Bode plots show the phase and gain of control systems from input to output over a wide range of frequencies. Phase and gain describe the response of a control system to a sine-wave input. For linear-control systems, sine waves are unique, that is, sine-wave inputs generate sine-wave outputs that are easy to measure and analyze. Phase describes the time shift between input and output, while gain describes amplitude variations.
Phase is usually measured in degrees where at any frequency, one cycle is defined as 360°. For example, 360° is equivalent to 10 msec for a 100-Hz sine wave. Moreover, if Td is the time shift observed between input and output and f = frequency, then phase = (Td)(f)(360). However, gain is measured on a logarithmic scale called decibels or dB. Decibels equal 20 times the 10-based logarithm of the ratio of output to input: dB = 20 log10(O/I). Frequency is plotted on a log scale and normally shown as in Bode plots for three systems.
Most information captured by a Bode plot is found in the gain where a smooth curve represents stability. The best curves in the above Bode plots (left) have flat gain, which is 0 dB (or unity) for low frequencies and falls as frequency increases. Peaking, where gain increases above 0 dB (center), usually indicates marginal stability. Such a system exhibits excessive overshoot and ringing.
Bode plots also indicate responsiveness. A system is more responsive when the gain falls off further to the right. The frequency range between the upper and lower bounds where gain drops to –3 dB is often called the bandwidth. Comparing this to the time domain, step response settling time is roughly 0.5/bandwidth. The Bode plot (right) shows a stable but sluggish system where the bandwidth is half that of the left plot.
Reasonably linear systems, such as most commercial motion-control systems, are diagrammed as a series of transfer functions. Transfer functions show the relationship between the input and output of a component such as a motor, feedback device, a PID controller, or a low-pass filter. Block diagrams show how these components connect to one another. For example, PI velocity controller shows a block diagram of a simple proportional-integral (PI) control system.
An important conceptual block diagram is the Simple feedback loop. This depicts functions of “s,” the Laplace operator often used in transfer functions. Control engineers rarely calculate the Laplace transforms. Normally, they use the s-domain only because s-based functions can be combined easily. For example, with a little algebra, the transfer function of this loop is G/(1+GH) as shown in the Single-block equivalent.

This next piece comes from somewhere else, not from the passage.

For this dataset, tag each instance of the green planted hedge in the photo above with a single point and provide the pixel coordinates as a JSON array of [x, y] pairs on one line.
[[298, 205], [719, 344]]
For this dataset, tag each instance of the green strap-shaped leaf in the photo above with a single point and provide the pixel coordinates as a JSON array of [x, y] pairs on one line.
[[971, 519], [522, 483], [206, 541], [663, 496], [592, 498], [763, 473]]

As simple as the loop appears, it provides insight into control system instability. The system goes unstable when the denominator in the Single block equivalent becomes zero, in other words, when G(s)H(s) = –1. Recalling that 0 dB is equivalent to unity, –1 can be written as 0 dB at –180°. G(s)H(s) is called the open-loop transfer function.
The Open-Loop Method
The open-loop method measures system stability by characterizing how close the open-loop transfer function, G(s)H(s), gets to 0 dB at 180° (or –1). In the Closed-loop Bode plot, gain (top) starts at 0 dB and rolls off near the bandwidth. But in the Open-loop Bode plot, gain (top) is higher at low frequencies and falls as frequency increases. This is typical, considering motor inertia requires little effort to move at low frequencies but requires more at high frequencies.
The phase in the Closed-loop Bode plot (bottom) at low frequencies is near zero. This means the closed loop follows the command with little time delay at low frequencies. At higher frequencies, the closed-loop phase rolls off. This is because motors follow high frequency commands with more phase delay. In the Open-loop Bode plot, phase (bottom) is different. It starts at –180°, rises a little, then falls again. This is typical for proportional-integral (PI) control systems.
The open-loop method estimates two measures of stability or margins. The first is phase margin or PM. Find PM by locating the frequency where the loop gain is 0 dB. In the Open-loop Bode plot, this frequency is about 60 Hz. The system is unstable when the phase is –180°, so PM is the difference between the actual phase and –180°. At 60 Hz, the open-loop phase is about –120°, so the PM is 180°, –120°, or 60°. The PM can be seen graphically as the distance from the open-loop phase to –180°, the bottom of the graph.
Gain margin or GM is similar. Find the frequency where the open-loop phase is –180° and measure the gain. Because the system is unstable at 0 dB and –180°, the GM is 0 dB minus the gain. In the Open-loop Bode plot, the phase is –180° at about 365 Hz and the gain at that frequency is about –17 dB; thus, the GM is 17 dB. Gain and phase margin vary by application, but most machines require a 10 to 20-dB GM and 50 to 75° PM.
A PI Velocity Controller
Consider the PI velocity controller diagram to demonstrate the open-loop method. This form of PI control has two gains: KVI for the integral of velocity error and KVP, the loop-gain constant. The open and closed-loop Bode plots show their respective gains. In the Open-loop Bode plot, the gains are chosen to maximize the PM. The open-loop gain crosses through 0 dB at 60 Hz, the frequency where the open-loop phase is largest.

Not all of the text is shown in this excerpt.